Théodore débarqua à Livourne le 14 novembre, à quatre heures de l'après-midi, en s'entourant du plus grand mystère[ [334]. Il n'avait plus rien avec lui, sauf quelques bribes d'argenterie, restes d'une splendeur éphémère.

CHAPITRE IV

La fuite de Théodore et les gazettes.—Séjour à Florence.—Jean-Gaston de Médicis et le roi de Corse.—Inquiétude des Génois.—Leurs démarches à Paris.—Passage de Théodore en France.

Son arrivée en Hollande.—Son arrestation pour dettes.—Il est mis en liberté.

Il monte une opération commerciale.—Ses commanditaires.—Il frète des navires.—Son voyage sur la Demoiselle Agathe.—Ses aventures à Lisbonne et à Oran.—Sa fuite en pleine mer.

La Demoiselle Agathe à Livourne.—Denis Richard.—Aventure tragique du Yong-Rombout.—Intrigues à Naples.—Protestation des Génois.—Réponse des États-Généraux de Hollande.—Mort de Costa.

I

La fuite de Théodore avait été promptement connue en Europe. Les gazettes en racontèrent les péripéties.
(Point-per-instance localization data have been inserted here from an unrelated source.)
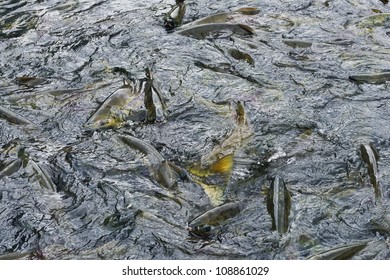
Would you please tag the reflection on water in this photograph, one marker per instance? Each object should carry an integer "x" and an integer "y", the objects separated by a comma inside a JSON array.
[{"x": 312, "y": 79}]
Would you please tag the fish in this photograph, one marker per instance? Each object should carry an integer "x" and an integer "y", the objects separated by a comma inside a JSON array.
[
  {"x": 11, "y": 168},
  {"x": 279, "y": 204},
  {"x": 371, "y": 78},
  {"x": 30, "y": 81},
  {"x": 14, "y": 117},
  {"x": 215, "y": 30},
  {"x": 224, "y": 17},
  {"x": 370, "y": 157},
  {"x": 118, "y": 101},
  {"x": 239, "y": 55},
  {"x": 43, "y": 177},
  {"x": 175, "y": 16},
  {"x": 151, "y": 88},
  {"x": 148, "y": 101},
  {"x": 343, "y": 252},
  {"x": 222, "y": 166},
  {"x": 297, "y": 43},
  {"x": 160, "y": 167},
  {"x": 216, "y": 215}
]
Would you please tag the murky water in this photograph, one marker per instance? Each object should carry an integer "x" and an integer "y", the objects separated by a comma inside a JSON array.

Mais aussitôt après le débarquement des fugitifs à Livourne, on avait perdu leurs traces[ [335].

Le marquis de Rivarola, vice-roi de Sardaigne,[ [336] avait fait saisir au mois de novembre un paquet de lettres de Théodore. Cette correspondance avait été envoyée par un certain Mela à sa femme, avec recommandation de la faire tenir au consul d'Angleterre. Il y avait deux lettres pour Livourne, deux à destination d'Alger et enfin une pour le consul anglais, dans laquelle Neuhoff lui promettait une forte récompense s'il pouvait lui fournir de l'artillerie et des munitions et il affirmait qu'il était d'accord en cela avec la cour de Londres[ [337].